Doesn't matter. Your compiler knows whether or not it wants padding there, so let it decide. Don't mud up your code because of guess-work.
Get your program working first, then care about performance with a profiler.
Assuming you're dynamically allocating the array on the heap, it's fair to assume that malloc's internal allocation algorithm will be doing some abstraction away from actual memory requests to the kernel. That is to say, there may or may not be a direct relationship between your malloc() call and libc's brk() (or mmap()) system call.
The malloc man page has some more on this.
So in terms of memory usage I would tend to suggest that it won't really matter whether or not you allocate in multiples of 8 bytes since malloc will likely be doing something different (and sensible) beneath you.
In terms of program performance, the allocation of your data structures in memory can have a huge impact on cache performance. Ultimately, though, you will need to profile your application to see whether you could improve its cache performance. I don't believe there is a hard and fast rule which will let you optimise for this as you write your code.
If you're interested in learning more about memory and Linux, Ulrich Drepper wrote a fantastic series for LWN on the subject a few years ago:
If you is about memory access alignment or so - it is internal environment/libc matters how to align dynamic allocations. It is not guaranteed to have some array aligned in specific way if its size is aligned.

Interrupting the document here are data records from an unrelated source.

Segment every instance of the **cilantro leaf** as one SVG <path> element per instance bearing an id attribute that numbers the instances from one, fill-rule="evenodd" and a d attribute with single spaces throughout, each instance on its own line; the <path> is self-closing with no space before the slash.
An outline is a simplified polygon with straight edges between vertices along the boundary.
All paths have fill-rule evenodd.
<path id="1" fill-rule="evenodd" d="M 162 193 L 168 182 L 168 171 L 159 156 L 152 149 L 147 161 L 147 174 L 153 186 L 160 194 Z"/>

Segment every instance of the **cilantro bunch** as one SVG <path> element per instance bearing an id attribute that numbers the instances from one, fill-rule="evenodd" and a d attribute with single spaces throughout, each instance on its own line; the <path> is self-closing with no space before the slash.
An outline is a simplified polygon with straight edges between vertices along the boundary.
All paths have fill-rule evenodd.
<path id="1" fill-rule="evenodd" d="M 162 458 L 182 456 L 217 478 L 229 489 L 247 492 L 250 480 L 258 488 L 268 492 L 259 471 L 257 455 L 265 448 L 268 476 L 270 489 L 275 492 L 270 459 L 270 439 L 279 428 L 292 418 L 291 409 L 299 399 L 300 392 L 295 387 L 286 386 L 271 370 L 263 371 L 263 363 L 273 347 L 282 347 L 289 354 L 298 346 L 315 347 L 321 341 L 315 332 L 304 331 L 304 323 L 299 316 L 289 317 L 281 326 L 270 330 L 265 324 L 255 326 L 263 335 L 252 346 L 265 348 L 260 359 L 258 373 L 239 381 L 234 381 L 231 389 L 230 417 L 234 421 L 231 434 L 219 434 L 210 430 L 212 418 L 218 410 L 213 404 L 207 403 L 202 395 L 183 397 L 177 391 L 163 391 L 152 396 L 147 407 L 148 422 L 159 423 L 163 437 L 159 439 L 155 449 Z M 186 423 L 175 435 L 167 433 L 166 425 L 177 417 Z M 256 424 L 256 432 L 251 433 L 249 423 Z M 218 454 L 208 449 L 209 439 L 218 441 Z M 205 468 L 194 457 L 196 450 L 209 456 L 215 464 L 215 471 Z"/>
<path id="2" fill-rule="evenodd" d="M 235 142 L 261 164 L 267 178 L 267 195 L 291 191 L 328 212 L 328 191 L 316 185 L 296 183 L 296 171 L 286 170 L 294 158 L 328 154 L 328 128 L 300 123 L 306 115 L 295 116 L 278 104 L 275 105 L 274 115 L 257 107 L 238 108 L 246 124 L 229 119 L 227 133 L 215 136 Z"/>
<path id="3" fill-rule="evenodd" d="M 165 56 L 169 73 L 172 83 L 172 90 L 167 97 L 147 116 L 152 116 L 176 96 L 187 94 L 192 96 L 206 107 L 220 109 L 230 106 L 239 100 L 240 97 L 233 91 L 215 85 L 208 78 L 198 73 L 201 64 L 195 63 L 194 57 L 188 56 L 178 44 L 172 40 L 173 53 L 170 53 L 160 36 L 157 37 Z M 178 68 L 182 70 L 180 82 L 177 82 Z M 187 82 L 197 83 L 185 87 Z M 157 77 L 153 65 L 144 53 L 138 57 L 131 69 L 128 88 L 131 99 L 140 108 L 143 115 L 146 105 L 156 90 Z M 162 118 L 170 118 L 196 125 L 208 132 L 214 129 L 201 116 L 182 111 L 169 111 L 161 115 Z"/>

Many allocators return memory blocks aligned to some value (about of 2x or 4x size of machine word) so it is not the place to bother about alignment.
I remember only several things that may have significance:
You may want use vector operations and/or unrolled loops to process an array, so it may be necessary to have some padding to make program not to fall beyond allocated area. (But if your vector engine require alignment beyond standard C implementation provide, you have to allocate the memory in another way than just simple malloc() anyway).
Most of memory allocators store service information (e.g. allocated block size) beside allocated area, and total size of memory cut from free are slightly larger. Si it may be best to allocate area of size slightly less than some round value to have areas densely packed in some standard allocation block (say memory page or so). As an example if CPU have 4k page, then page may contain only 3 1024 byte blocks, but 4 1008 byte (=1024-8) blocks.
Also, many memory allocators have a block size threshold, below such memory is allocated from heap, but above it memory is got directly from OS VM dispatcher by whole hardware pages and thus aligned on page boundary. In this case it may be necessary to round allocation size up to page size to get whole page.
There may be soume other issues but I don't remember 'em.